Part V: The Final Unveiling

One rainy morning, Umar wandered into the Karachi Psychiatric Hospital, barefoot and shaking.

He kept repeating, “I’m the doctor… I’m the doctor…”

The guard on duty recognized him. Not as a doctor — but as Patient #09-761: Umair Farooq, admitted six years ago under schizophrenia and identity delusion. He’d escaped.

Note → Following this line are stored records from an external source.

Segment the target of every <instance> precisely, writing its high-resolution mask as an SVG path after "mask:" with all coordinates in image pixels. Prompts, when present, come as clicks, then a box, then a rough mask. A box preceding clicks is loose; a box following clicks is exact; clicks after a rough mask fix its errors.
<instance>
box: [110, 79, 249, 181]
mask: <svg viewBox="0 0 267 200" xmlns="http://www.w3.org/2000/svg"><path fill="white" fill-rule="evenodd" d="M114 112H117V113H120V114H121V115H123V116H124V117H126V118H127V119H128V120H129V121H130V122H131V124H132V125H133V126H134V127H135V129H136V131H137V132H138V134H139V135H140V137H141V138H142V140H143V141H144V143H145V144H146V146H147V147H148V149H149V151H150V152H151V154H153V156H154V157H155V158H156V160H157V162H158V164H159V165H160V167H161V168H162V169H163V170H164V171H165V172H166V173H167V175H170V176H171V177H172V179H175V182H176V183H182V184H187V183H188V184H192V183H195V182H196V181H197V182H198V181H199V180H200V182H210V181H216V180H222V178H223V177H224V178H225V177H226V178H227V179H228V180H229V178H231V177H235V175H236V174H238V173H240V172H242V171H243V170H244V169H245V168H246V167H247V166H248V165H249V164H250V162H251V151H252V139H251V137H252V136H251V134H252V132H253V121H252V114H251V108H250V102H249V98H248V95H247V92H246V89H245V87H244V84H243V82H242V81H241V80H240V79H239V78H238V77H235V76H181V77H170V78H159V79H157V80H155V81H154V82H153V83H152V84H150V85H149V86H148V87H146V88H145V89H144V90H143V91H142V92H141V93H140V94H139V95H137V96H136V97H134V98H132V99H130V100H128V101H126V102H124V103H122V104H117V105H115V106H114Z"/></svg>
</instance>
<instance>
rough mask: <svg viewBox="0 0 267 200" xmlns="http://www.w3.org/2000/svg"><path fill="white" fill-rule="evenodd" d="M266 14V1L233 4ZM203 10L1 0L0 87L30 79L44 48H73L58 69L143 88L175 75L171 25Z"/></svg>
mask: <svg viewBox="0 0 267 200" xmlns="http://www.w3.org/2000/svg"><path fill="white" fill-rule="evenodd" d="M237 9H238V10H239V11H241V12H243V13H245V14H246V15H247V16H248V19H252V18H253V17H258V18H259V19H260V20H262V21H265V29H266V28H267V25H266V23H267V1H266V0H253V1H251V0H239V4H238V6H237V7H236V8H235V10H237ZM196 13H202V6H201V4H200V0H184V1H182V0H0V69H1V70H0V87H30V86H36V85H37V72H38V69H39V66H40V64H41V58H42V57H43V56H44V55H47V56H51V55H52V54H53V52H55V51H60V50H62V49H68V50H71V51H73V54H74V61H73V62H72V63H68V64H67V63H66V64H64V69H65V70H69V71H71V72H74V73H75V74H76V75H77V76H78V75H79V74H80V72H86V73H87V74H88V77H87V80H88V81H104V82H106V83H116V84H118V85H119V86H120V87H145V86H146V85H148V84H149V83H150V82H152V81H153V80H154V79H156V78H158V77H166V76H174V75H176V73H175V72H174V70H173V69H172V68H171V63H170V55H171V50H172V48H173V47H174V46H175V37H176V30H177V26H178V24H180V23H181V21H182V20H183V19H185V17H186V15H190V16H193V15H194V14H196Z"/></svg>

He had never been a psychiatrist. He had created the persona of Dr. Umar Fawad during his episodes, based on medical journals and television shows. The clinic? Fiction. The patients? Mental projections. The wife? A nurse who once took care of him.

The final scene: Umar sits in a hospital room, sketching faces on the wall. One of the sketches eerily resembles you, the reader.

And underneath it, the words:
“You can forget your name… but your sins never forget you.”